# Creative Producing MFA Personal Statement Example



## FSZ (Oct 15, 2020)

Am working on my Creative Producing MFA personal statement ( particularly for UNCSA) and am struggling to find any examples from successful applications. Anyone have any leads?

Thank you!


----------



## Chris W (Oct 15, 2020)

FSZ said:


> Am working on my Creative Producing MFA personal statement ( particularly for UNCSA) and am struggling to find any examples from successful applications. Anyone have any leads?
> 
> Thank you!


You can sort in the application tracker by accepted and portfolio attached FYI:

https://www.filmschool.org/applicat...f[__config][portfolioattached][match_type]=OR


----------



## FSZ (Oct 15, 2020)

Thank you! I didn’t see any for this particular program !


----------



## Chris W (Oct 15, 2020)

FSZ said:


> Thank you! I didn’t see any for this particular program !

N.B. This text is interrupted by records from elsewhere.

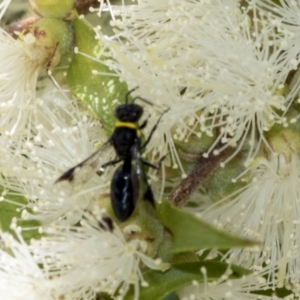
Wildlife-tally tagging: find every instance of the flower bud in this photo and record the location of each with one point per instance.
(47, 40)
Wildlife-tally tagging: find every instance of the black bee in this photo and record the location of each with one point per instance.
(129, 182)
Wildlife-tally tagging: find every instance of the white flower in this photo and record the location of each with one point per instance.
(267, 210)
(286, 17)
(63, 135)
(88, 259)
(226, 288)
(20, 275)
(3, 6)
(213, 54)
(21, 61)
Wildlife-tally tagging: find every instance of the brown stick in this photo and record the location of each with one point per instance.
(203, 168)
(19, 26)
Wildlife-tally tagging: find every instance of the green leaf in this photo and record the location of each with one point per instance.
(192, 234)
(99, 92)
(162, 284)
(9, 209)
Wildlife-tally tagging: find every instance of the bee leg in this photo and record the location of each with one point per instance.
(156, 167)
(148, 196)
(153, 129)
(110, 163)
(144, 124)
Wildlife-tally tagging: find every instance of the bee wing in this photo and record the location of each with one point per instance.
(82, 172)
(141, 187)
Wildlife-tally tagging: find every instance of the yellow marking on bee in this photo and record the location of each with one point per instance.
(129, 125)
(126, 124)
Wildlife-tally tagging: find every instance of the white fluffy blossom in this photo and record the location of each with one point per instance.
(210, 62)
(20, 275)
(86, 260)
(268, 211)
(285, 16)
(228, 288)
(64, 135)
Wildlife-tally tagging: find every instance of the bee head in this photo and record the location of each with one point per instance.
(129, 112)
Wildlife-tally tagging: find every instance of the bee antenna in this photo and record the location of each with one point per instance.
(128, 93)
(143, 99)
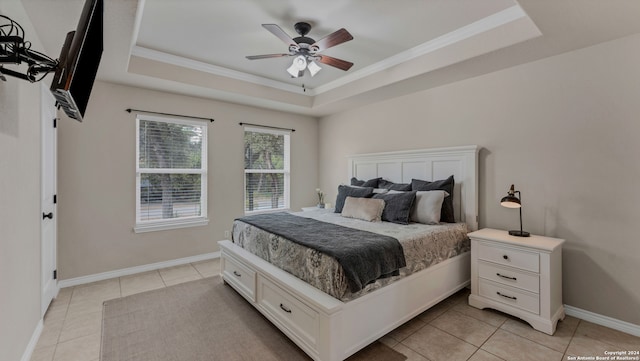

There's also this thread too:






						Film School MFA Written Materials of Accepted Students; Personal Statements, Screenplays, Stories
					

Hey all,  Browsing through the forums here, I came across a few samples of SOPs, screenplays and so on of folks who have been accepted before and have graciously shared this stuff on the site, and couldn’t help but think what a great resource this would be for all current and future applications...



					www.filmschool.org


----------